Radioactivity
The Nucleus and Isotopes
The nucleus contains protons (positive charge) and neutrons (neutral). The atomic number (Z) is the number of protons; the mass number A is protons + neutrons. Isotopes are atoms of the same element with the same number of protons but different numbers of neutrons (e.g. ¹²C and ¹⁴C).

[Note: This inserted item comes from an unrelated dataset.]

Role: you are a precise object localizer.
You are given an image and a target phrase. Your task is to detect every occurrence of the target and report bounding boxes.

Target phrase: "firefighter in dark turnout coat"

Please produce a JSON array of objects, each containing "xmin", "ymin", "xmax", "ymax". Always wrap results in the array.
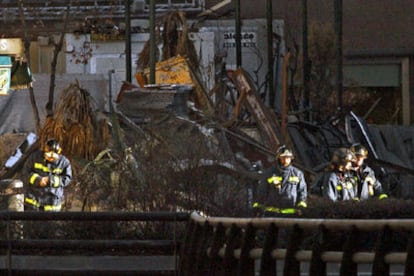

Radioactive decay occurs when an unstable nucleus emits radiation to become more stable. It is a random process — we cannot predict which nucleus will decay or when, but we can predict statistical rates.
Types of Radiation
| Type | Symbol | Composition | Charge | Penetrating power | Stopped by |
|---|---|---|---|---|---|
| Alpha | α | 2 protons + 2 neutrons (He nucleus) | +2 | Low | Paper / a few cm of air |
| Beta | β | Fast-moving electron (from nucleus) | −1 | Medium | 3-5 mm aluminium |
| Gamma | γ | High-energy electromagnetic radiation | 0 | High | Several cm of lead / concrete |
Alpha decay: ᴬ/ᵤX → ᴬ⁻⁴/ᵤ₋₂Y + ⁴/₂α (mass number decreases by 4; atomic number decreases by 2) Beta decay: ᴬ/ᵤX → ᴬ/ᵤ₊₁Y + ⁰/₋₁β (mass number unchanged; atomic number increases by 1; a neutron converts to a proton) Gamma: no change in mass or atomic number — just releases energy.
Ionising Radiation
All three types can ionise atoms (knock out electrons), but alpha is the most ionising (large charge, slow), while gamma is least ionising (no charge).
Background radiation is always present from: cosmic rays, natural radon gas (from rocks, especially granite), food and drink, medical procedures.
Half-Life (WJEC Required Knowledge)
Half-life (t½) is the time for half the radioactive nuclei in a sample to decay (or for the count rate / activity to halve). It is constant for a given isotope and not affected by temperature, pressure, or chemical state.
After n half-lives, the fraction remaining = (½)ⁿ.
Activity A = change in number of nuclei / time. Unit: becquerel (Bq) = 1 decay per second.
Uses and Hazards
Uses: medical imaging (technetium-99m, gamma emitter); cancer radiotherapy (gamma/beta); carbon dating (C-14, beta); smoke detectors (americium-241, alpha); irradiation of food (gamma).
Hazards: ionising radiation damages DNA and cells, causing mutations, cancer, or death at high doses. Minimise exposure: use tongs; maintain distance; use shielding; limit exposure time.
Nuclear Fission and Fusion
Fission: a large nucleus (e.g. U-235) absorbs a neutron and splits into two smaller nuclei + 2-3 neutrons + energy. The released neutrons can trigger further fissions — a chain reaction. In a nuclear reactor, the chain reaction is controlled (control rods absorb neutrons to prevent runaway reactions).
Mass-energy equivalence: E = mc² — a small mass difference between reactants and products accounts for the large energy released.
Fusion: two small nuclei (e.g. hydrogen isotopes deuterium and tritium) combine to form a larger nucleus + energy. Releases more energy per kg than fission; produces no long-lived radioactive waste. Requires enormous temperatures and pressures (>100 million °C) to overcome electrostatic repulsion — this is the challenge for controlled fusion (e.g. JET/ITER reactors).
⚠Common mistakes
- Alpha is most ionising, not most penetrating: alpha is most ionising but stopped by paper; gamma is least ionising but most penetrating.
- Half-life is time to halve, not time to fully decay: after one half-life, 50% remains; after two half-lives, 25% remains — never exactly zero.
- Beta decay increases atomic number by 1: because a neutron converts to a proton (+1). Students often think atomic number stays the same.
- Random process: individual nuclei cannot be predicted. Only statistical statements about large numbers are meaningful.